Integration isn't the same as desegregation. Learn more about how to build — and sustain — a truly integrated school community.

  • Evaluate your classroom literature. Books provide opportunities for multiple perspectives and conversations. The first step is to review what already exists in your classroom libraries. Make sure there are books that reflect diversity of all kinds, and determine whether certain groups are missing. Think about what the books are saying and evaluate how a book can aid you in a deeper conversation about difference.
  • Figure out how to have conversations in advance. Books can be a rich gateway to conversations — but how do you actually have that conversation? Lay out the ground rules. Anton says it’s OK to address young children with the idea that “we are going to have a hard conversation about difficult topics.” Ask them what they can do to move forward.
  • Remember that it doesn’t always have to be about race and racism. Not every book featuring diversity needs to lead to discussions about oppression and privilege. Of equal importance is regular, everyday stories about people from different backgrounds, with different experiences.
  • Keep families informed. Whether your school uses newsletters, workshops, or meetings to communicate with families, it’s important to include them in the process. Make families aware of the terms and definitions used, as well as the materials in the discussions.
  • Work collaboratively. If you are a teacher working alone, try to find at least one partner in the school to work with. “There is a real value in being able to talk about what you are doing,” Anton says. “For our staff, it’s been an incredibly powerful and positive experience.”
  • Be flexible. Expect setbacks and changes to the curriculum, especially as things evolve in your school.
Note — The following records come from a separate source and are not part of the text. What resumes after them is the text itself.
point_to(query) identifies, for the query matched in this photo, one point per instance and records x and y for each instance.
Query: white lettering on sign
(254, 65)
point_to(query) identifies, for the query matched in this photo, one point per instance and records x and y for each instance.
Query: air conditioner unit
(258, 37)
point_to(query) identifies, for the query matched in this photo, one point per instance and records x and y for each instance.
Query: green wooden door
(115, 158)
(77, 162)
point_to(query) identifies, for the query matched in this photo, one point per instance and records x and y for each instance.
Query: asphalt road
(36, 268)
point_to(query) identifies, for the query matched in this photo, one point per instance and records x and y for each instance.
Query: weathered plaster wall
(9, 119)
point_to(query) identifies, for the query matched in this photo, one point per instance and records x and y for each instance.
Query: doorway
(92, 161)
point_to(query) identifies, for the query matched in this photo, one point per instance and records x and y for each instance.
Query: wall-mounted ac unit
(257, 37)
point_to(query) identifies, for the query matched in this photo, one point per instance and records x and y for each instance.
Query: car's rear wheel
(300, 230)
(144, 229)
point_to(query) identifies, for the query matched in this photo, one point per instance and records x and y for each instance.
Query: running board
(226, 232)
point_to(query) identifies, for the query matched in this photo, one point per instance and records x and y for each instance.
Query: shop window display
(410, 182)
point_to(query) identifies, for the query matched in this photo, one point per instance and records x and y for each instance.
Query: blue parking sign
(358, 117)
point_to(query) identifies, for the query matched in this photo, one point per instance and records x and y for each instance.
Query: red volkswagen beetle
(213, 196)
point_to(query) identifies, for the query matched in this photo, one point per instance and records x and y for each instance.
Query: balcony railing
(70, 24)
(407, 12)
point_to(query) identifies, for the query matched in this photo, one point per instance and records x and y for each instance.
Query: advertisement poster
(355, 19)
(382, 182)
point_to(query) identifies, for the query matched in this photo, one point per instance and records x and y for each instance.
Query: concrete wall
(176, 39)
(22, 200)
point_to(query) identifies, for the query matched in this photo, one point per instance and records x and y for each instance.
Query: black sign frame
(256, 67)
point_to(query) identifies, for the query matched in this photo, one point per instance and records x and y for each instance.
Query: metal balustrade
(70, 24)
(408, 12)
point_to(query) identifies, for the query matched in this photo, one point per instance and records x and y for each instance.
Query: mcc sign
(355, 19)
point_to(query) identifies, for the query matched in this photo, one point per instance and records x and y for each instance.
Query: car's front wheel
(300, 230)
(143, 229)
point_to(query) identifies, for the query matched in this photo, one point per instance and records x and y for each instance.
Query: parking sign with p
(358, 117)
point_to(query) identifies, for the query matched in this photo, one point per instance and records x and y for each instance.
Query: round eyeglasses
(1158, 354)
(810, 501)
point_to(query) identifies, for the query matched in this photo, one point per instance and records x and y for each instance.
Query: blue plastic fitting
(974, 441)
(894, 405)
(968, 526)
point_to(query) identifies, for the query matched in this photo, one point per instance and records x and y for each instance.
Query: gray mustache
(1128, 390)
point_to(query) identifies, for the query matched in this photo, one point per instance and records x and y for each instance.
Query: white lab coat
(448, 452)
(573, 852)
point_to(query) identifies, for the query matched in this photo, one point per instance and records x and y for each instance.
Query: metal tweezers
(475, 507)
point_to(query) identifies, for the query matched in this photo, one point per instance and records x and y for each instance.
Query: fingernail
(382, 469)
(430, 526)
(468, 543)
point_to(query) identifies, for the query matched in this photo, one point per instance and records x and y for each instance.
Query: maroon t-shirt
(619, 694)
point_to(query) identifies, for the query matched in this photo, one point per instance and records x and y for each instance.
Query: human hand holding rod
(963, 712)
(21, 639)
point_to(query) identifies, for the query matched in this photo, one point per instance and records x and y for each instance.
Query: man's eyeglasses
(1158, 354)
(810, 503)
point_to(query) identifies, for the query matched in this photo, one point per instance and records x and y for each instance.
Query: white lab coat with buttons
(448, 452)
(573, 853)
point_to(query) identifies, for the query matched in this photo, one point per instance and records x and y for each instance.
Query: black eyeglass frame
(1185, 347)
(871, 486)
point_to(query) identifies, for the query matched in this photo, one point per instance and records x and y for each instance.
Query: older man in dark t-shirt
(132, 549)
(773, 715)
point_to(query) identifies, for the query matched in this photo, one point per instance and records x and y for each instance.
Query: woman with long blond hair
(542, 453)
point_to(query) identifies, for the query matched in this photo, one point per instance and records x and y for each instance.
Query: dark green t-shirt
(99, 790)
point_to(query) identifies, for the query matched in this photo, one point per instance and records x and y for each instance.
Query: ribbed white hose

  • Don’t be afraid to get started. Learning about implicit bias, race, and privilege is a lifelong exploration. Anton cautions educators not to simply push off addressing these issues with children just because there is more work to be done with the adults. It can take a long time to achieve progress, so start small, and remember that it will take time. “There are lots of books to read and resources available,” Anton says. “It’s really important to realize that at some level you just have to jump in, even though it is out of many people’s comfort zones.”